Это положение определилось под влиянием двух движении — борьбы, которую боярство вело с московскими государями в XV—XVI веках без достаточных средств для успеха, и потом под влиянием все возраставшей государственной потребности в низших служилых людях и в средствах для их хозяйственною обеспечения. Последствия этих движений сильно отразились на юридическом положении боярских вотчин. Сперва служилые князья, потом бояре были ограничены в праве распоряжаться своими вотчинами, и это ограничение сделано во имя государственного интереса. В частную земельную собственность боярина внесен был государственный элемент, обязательная служба для владельца, и эта собственность, таким образом, превратилась из полной в условную, из владения на частном праве во владение на праве государственном, — вотчина приблизилась по своему юридическому характеру к тому типу землевладения, какой представляло в государстве поместье. Среди этого превращения частной земельной собственности в государственное имущество и собственников в вечнообязанных служилых людей одно церковное землевладение нашло в себе и обществе достаточно средств, чтобы удержать свой первоначальный юридический характер, хотя указанная государственная потребность и на него простирала все действие; Одно духовенство на соборах XVI века могло выставить такие исторические и юридические основы своей земельной собственности, которые устояли и против государственных соображений, и против экономических интересов боярства, и против нападений со стороны известного круга в среде самого духовенства.

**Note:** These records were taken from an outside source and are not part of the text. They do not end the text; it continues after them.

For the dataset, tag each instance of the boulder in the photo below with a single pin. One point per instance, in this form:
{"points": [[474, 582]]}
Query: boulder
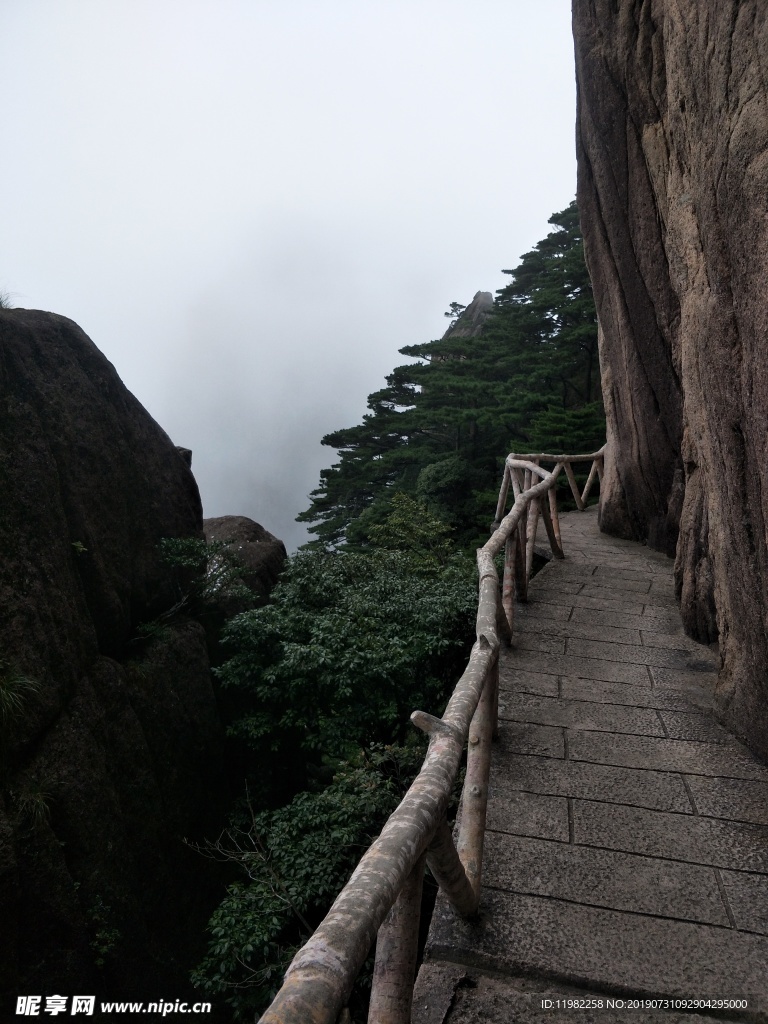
{"points": [[672, 135], [261, 554], [112, 745]]}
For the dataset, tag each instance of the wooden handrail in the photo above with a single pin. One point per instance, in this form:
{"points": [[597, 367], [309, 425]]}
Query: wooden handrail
{"points": [[381, 897]]}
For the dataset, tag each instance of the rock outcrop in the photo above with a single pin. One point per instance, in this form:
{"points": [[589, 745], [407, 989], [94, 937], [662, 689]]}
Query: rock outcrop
{"points": [[261, 554], [672, 142], [111, 734], [469, 324]]}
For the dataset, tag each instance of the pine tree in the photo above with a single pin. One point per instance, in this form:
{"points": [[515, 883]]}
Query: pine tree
{"points": [[441, 426]]}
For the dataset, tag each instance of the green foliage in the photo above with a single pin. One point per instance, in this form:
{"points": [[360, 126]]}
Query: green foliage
{"points": [[33, 803], [348, 647], [15, 689], [296, 859], [205, 571], [104, 936], [411, 526], [439, 429]]}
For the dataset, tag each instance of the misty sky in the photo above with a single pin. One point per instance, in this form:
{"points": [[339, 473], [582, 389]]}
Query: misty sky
{"points": [[251, 205]]}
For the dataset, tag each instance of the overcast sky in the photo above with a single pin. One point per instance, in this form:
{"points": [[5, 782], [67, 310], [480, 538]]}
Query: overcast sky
{"points": [[251, 205]]}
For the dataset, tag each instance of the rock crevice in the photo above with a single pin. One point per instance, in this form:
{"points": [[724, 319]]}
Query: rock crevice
{"points": [[672, 139]]}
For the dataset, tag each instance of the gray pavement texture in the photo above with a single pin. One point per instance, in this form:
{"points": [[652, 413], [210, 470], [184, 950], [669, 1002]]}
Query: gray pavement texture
{"points": [[626, 862]]}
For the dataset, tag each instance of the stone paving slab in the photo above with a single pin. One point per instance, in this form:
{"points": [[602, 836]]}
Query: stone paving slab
{"points": [[604, 878], [527, 623], [680, 837], [523, 737], [607, 600], [728, 798], [628, 842], [590, 668], [539, 815], [667, 755], [541, 642], [658, 791], [684, 725], [582, 715], [599, 949], [636, 696], [628, 653], [454, 994], [527, 682], [748, 897], [658, 624]]}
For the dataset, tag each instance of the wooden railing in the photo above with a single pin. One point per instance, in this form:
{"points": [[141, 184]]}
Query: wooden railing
{"points": [[383, 896]]}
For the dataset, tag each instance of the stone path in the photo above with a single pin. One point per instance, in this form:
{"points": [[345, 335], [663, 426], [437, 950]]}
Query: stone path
{"points": [[627, 852]]}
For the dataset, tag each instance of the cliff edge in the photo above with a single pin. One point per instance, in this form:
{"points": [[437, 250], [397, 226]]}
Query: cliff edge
{"points": [[672, 140], [111, 735]]}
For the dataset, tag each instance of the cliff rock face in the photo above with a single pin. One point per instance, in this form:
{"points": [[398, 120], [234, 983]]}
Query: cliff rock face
{"points": [[260, 552], [672, 141], [111, 737]]}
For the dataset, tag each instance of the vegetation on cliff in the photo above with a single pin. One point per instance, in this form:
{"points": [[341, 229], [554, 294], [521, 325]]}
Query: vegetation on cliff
{"points": [[327, 676], [375, 617], [440, 427]]}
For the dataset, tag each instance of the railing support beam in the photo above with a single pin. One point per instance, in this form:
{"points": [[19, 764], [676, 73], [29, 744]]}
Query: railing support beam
{"points": [[396, 950]]}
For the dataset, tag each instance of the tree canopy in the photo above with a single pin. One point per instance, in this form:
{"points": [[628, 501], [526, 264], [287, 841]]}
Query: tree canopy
{"points": [[442, 424]]}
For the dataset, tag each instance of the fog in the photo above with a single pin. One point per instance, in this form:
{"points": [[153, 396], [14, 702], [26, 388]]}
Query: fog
{"points": [[251, 206]]}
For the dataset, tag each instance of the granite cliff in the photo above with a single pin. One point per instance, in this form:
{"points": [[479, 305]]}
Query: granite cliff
{"points": [[112, 740], [672, 139]]}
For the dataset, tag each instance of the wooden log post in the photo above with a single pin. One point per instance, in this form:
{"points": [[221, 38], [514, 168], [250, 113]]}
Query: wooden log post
{"points": [[534, 510], [590, 481], [475, 794], [508, 584], [573, 485], [449, 872], [554, 512], [521, 579], [548, 525], [502, 504], [396, 950]]}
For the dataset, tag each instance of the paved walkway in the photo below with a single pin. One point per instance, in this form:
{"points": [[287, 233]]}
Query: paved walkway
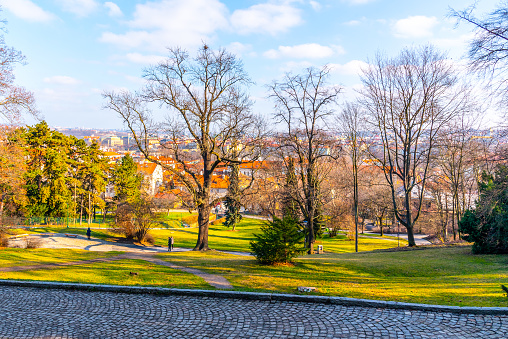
{"points": [[51, 313]]}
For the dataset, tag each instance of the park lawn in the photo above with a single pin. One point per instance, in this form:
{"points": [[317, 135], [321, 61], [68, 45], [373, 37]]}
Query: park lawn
{"points": [[219, 237], [25, 257], [225, 239], [341, 244], [103, 234], [443, 276], [114, 273]]}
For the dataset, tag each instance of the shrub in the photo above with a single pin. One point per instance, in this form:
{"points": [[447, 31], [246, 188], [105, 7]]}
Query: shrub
{"points": [[218, 221], [149, 239], [487, 225], [279, 242], [32, 242], [193, 219], [4, 240], [135, 219]]}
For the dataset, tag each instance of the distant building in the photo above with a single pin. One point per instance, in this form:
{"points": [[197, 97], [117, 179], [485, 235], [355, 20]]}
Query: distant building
{"points": [[153, 176]]}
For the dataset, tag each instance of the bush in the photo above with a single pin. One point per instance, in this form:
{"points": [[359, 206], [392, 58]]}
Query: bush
{"points": [[487, 226], [193, 219], [32, 242], [149, 239], [218, 221], [279, 242], [135, 219], [4, 240]]}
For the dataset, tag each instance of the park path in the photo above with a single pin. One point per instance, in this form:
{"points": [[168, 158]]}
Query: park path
{"points": [[213, 280], [29, 312]]}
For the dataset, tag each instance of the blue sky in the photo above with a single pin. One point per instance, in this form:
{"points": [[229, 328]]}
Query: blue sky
{"points": [[76, 49]]}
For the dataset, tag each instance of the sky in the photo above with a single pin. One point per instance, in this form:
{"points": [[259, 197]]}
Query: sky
{"points": [[77, 49]]}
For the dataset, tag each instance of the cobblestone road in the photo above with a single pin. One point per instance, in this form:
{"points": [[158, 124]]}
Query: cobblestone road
{"points": [[47, 313]]}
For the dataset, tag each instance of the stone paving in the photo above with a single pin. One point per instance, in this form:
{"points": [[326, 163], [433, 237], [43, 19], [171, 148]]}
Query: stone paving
{"points": [[52, 313]]}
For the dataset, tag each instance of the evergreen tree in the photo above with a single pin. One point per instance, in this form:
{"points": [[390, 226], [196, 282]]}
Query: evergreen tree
{"points": [[47, 168], [289, 205], [279, 242], [232, 200], [127, 180], [487, 225], [90, 171]]}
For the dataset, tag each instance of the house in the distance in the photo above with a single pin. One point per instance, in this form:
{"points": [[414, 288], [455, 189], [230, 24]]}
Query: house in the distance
{"points": [[152, 175]]}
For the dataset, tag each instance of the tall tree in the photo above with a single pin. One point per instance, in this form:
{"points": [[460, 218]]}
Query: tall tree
{"points": [[12, 168], [349, 122], [91, 170], [127, 180], [232, 201], [208, 102], [303, 106], [47, 168], [14, 99], [488, 50], [408, 99]]}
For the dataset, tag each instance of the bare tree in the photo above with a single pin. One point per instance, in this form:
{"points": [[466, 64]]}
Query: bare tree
{"points": [[488, 50], [457, 162], [208, 103], [14, 100], [409, 98], [349, 123], [303, 105]]}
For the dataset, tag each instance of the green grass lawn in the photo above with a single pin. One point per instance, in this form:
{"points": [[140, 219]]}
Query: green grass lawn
{"points": [[445, 276], [114, 273], [224, 239], [24, 257]]}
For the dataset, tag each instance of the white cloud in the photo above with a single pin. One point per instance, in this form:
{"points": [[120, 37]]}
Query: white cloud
{"points": [[157, 25], [61, 80], [266, 18], [293, 66], [144, 59], [352, 67], [315, 5], [358, 2], [27, 10], [415, 27], [113, 9], [352, 23], [304, 51], [239, 49], [79, 7]]}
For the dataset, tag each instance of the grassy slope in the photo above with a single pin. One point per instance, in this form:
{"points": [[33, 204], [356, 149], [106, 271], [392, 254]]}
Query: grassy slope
{"points": [[222, 238], [22, 257], [446, 276], [115, 273]]}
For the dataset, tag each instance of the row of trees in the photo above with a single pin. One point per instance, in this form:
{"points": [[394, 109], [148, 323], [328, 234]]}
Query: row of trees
{"points": [[417, 104], [48, 174], [412, 103]]}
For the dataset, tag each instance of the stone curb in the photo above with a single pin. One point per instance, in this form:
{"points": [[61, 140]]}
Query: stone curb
{"points": [[272, 297]]}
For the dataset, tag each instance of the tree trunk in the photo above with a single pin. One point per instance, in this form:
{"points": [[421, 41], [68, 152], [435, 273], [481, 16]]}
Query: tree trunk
{"points": [[203, 222], [410, 236], [1, 211]]}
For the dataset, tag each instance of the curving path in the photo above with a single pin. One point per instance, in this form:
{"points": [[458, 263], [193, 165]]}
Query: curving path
{"points": [[51, 313]]}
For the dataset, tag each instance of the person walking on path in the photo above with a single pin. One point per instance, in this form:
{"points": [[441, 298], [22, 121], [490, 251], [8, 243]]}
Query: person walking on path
{"points": [[171, 241]]}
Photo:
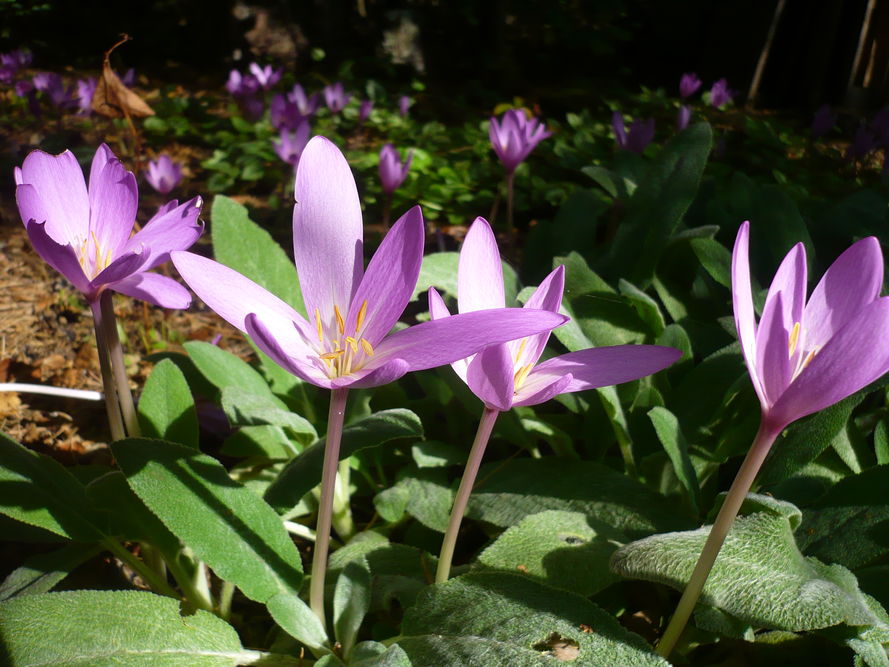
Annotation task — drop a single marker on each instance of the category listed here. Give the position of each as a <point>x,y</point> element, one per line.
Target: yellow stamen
<point>794,338</point>
<point>361,313</point>
<point>341,325</point>
<point>318,324</point>
<point>521,349</point>
<point>521,374</point>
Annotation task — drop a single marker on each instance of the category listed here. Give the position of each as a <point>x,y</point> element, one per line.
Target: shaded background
<point>476,52</point>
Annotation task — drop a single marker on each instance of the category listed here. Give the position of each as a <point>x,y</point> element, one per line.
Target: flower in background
<point>720,94</point>
<point>823,121</point>
<point>404,105</point>
<point>266,76</point>
<point>688,85</point>
<point>84,233</point>
<point>805,355</point>
<point>515,136</point>
<point>683,117</point>
<point>86,88</point>
<point>508,375</point>
<point>129,79</point>
<point>392,170</point>
<point>364,110</point>
<point>637,138</point>
<point>347,340</point>
<point>163,174</point>
<point>290,144</point>
<point>335,97</point>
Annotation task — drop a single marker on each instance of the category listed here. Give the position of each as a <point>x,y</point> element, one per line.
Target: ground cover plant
<point>515,390</point>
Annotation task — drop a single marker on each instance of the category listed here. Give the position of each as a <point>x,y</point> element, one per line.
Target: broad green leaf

Таким образом, земельная собственность древнерусской Церкви в ходе своего образования представляет много любопытных особенностей сравнительно с другими видами частного землевладения в древней Руси; по характеру и общественному положению своих владельцев она должна была представлять в своем строе и отношениях такие черты, которых нельзя искать на землях других частных древнерусских владельцев; наконец, по своим юридическим и историческим основам и по положению в государстве это был единственный вид частной земельной собственности с прочным правом владения, по крайней мере в то время, когда определялись положение и отношения различных общественных элементов в Московском государстве. Таковы стороны, с которых изучение церковного землевладения в древней Руси может открыть исследователю много поучительных выводов.

Если не вполне, то некоторыми чертами эти особенности должны были находиться и в судьбе земельных имуществ древнерусской митрополичьей кафедры. Первая из указанных сторон изображена о. Горчаковым не вполне удовлетворительно: его очерк происхождения и развития митрополичьих земель в объеме не только не ставит последних в историческую связь с общими условиями и ходом развития частного землевладения в древней Руси, но не дает читателю достаточно ясного и цельного представления даже о постепенном образовании и объеме земельной собственности всероссийского митрополита в известные периоды. Надобно думать, что главной и даже единственной причиной этого недостатка была скудость сохранившихся исторических источников. Зато автор посвящает большую часть своей книги всестороннему изображению внутреннего строя и управления исследуемых земельных владений с их административными, финансовыми и судебными отношениями к государству. Чтобы видеть, какими последствиями обнаруживались церковный характер и иерархическое положение владельца на строе и управлении этих владений, воспользуемся двумя отделами книги о. Горчакова, описывающими этот строй и управление в период митрополичий и потом патриарший, то есть в то время, когда рассматриваемыми имуществами заведовала русская Церковь в лице своего высшего представителя, а не светская власть посредством известных церковно–административных учреждений (стр. 169—307 и 345—442). При этом легко будет заметить, какие стороны юридического быта этих владений развиваются и какого рода интересы наиболее занимают по отношению к ним правительственное внимание иерарха–владельца. Постараемся сделать этот обзор выводов исследователя возможно короче, внося в него наиболее существенные для нашей цели черты.